How to alias a function to have maximum speed

I have a function, say f(x,y,z)=x+y+z
In many situations, I would like to fix one of the parameters, say letting z=10, and give it another name.
To do this, I can think of several different ways.

g1(x,y)=f(x,y,10)
g2=f

function rename()
  g(x,y)=f(x,y,10)
  return g
end

g3=rename()

Then, calling g1(x,y), g2(x,y,10) and g3(x,y) should give the same result.

However, the time consuming for these three functions are very different.
A simple test suggest that g1 works far more faster than g2 and g3.

Why is that?
If I have to alias f using g2 or g3 way, how can I make it fast?

Don’t benchmark in global scope.

Inside a function (i.e. in local scope), they should all be basically the same in performance, and all fast, but the simplest and most idiomatic thing is generally to use an anonymous function (x,y) -> f(x,y,10).

2 Likes

This is my test code

function test1()
	for i=1:1000
		g1(i,i+1)
	end
end

function test2()
	for i=1:1000
		g2(i,i+1,10)
	end
end

function test3()
	for i=1:1000
		g3(i,i+1)
	end
end

@time test1()
@time test2()
@time test3()

and the result is:

0.000001 seconds
0.006006 seconds (1.75 k allocations: 28.250 KiB, 98.73% compilation time)
0.004733 seconds (3.35 k allocations: 124.493 KiB, 97.85% compilation time)

The problem is that g2 and g3 are variables in global scope. You either need to define them in the respective functions (test2 and test3), or declare them constant (const g2=f, const g3=rename()).

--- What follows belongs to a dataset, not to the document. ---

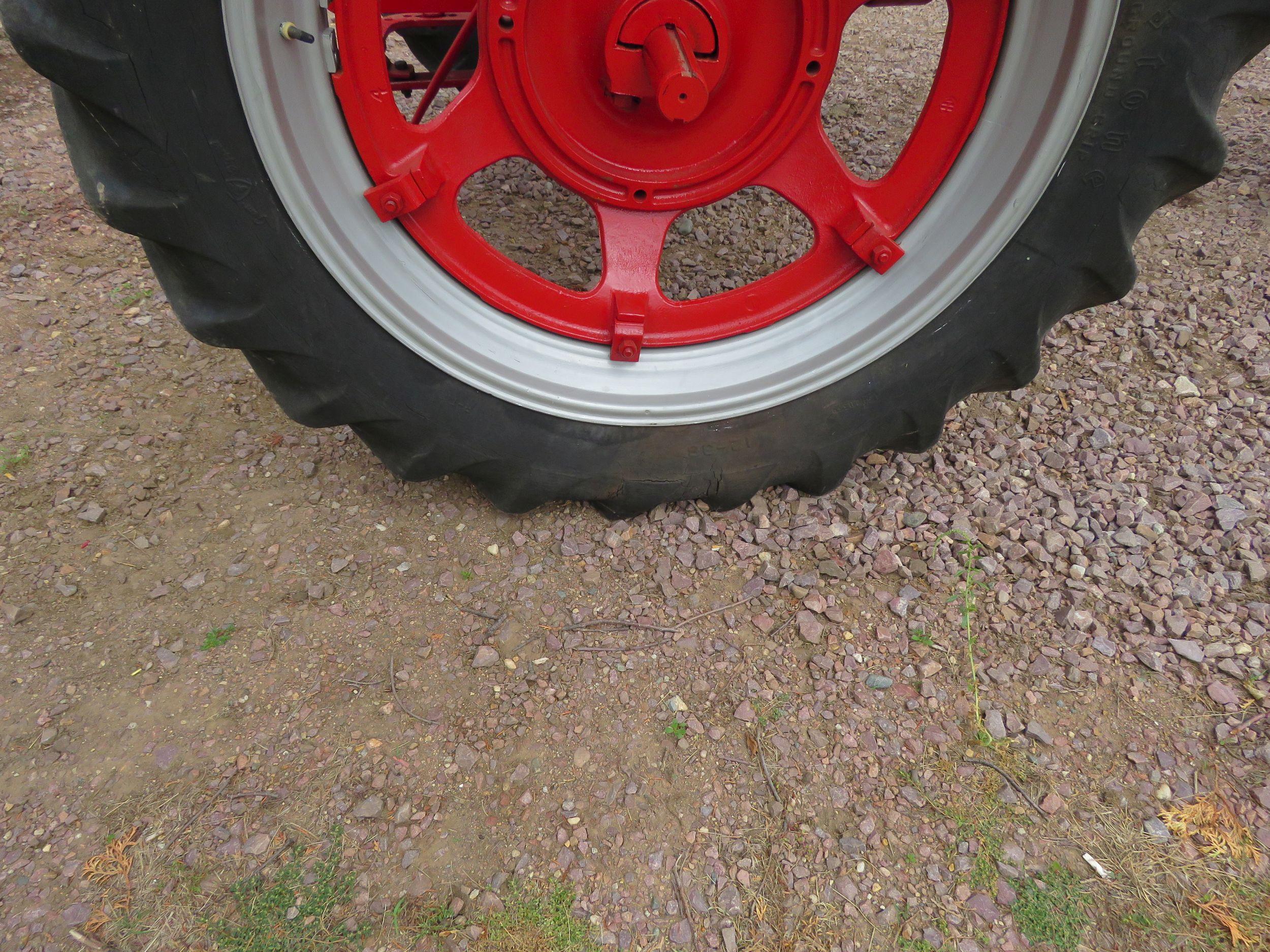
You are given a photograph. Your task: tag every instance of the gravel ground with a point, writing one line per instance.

Also, to time your functions, consider using @btime from BenchmarkTools instead of @time, which includes the compilation time.

5 Likes

Benchmarking can be difficult, and here the compiler tricks you.

julia> using BenchmarkTools

julia> @btime test1()
  1.200 ns (0 allocations: 0 bytes)

That’s unrealistically fast. What if we run the loop a trillion times?

function test1t()
	for i=1:10^12
		g1(i,i+1)
	end
end

julia> @btime test1t()
  1.200 ns (0 allocations: 0 bytes)

Still 1.2ns. The compiler realizes that your test function returns nothing, and has no observable effects, and can therefore be replaced with test1() = nothing.

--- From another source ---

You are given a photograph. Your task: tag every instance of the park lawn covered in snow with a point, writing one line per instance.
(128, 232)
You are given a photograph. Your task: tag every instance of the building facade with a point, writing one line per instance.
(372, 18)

Running a lot of iterations of a loop, for benchmarking purposes, will just trick you. Leave this kind of looping to BenchmarkTools. And do make sure that your benchmarked function returns something that can be observed, otherwise the compiler will go behind your back and replace the function with nothing at all.

7 Likes

Why do you want another function name at all? You can use default arguments for that. And if you find it difficult to remember argument names/order, use optional named arguments in this case f(; x=1, y=2, z=3).

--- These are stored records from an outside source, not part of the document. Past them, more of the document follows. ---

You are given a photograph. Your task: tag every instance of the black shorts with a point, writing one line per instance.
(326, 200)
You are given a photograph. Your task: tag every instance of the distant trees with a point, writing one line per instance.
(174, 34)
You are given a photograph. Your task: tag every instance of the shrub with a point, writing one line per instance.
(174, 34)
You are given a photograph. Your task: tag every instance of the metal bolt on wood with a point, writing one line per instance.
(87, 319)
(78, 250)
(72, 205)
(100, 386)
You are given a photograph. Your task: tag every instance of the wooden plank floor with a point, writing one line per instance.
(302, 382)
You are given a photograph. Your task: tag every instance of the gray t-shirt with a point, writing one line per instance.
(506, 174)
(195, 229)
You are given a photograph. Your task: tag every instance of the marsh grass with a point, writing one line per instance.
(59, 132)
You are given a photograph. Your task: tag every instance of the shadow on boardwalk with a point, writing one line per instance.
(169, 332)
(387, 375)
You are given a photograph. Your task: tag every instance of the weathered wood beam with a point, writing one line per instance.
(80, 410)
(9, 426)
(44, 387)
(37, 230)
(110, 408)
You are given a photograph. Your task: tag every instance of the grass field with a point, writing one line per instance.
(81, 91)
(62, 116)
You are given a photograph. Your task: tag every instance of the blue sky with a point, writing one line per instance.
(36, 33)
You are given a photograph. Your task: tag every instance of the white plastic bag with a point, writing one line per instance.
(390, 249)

julia> f(x=1, y=2, z=3) = x + y + z;

julia> f()
6

julia> f(1)
6

julia> f(1, 2)
6

julia> f(1, 2, 3)
6

Another option is to define multiple methods for f:

julia> f(x, y, z) = x + y + z
f (generic function with 1 method)

julia> f(x, y) = f(x, y, 3)
f (generic function with 2 methods)

julia> f(x) = f(x, 2, 3)
f (generic function with 3 methods)

julia> f() = f(1, 2, 3)
f (generic function with 4 methods)

julia> f()
6

julia> f(1)
6

julia> f(1,2)
6

julia> f(1,2,3)
6

It’s quite common to want to fix certain arguments at the call site when a function is passed to some higher-order function (e.g. optimization, map, etcetera), rather than at the function-definition site (which you may not even control).

4 Likes

Makes sense. In this case, using an anonymous function (x,y) -> f(x,y,10) as you suggested would be perfect. But the OP didn’t explicitly specify their real use case.

1 Like

Thank you for your advice!

After adding the const keyword, g2 and g3 do get as fast as g1.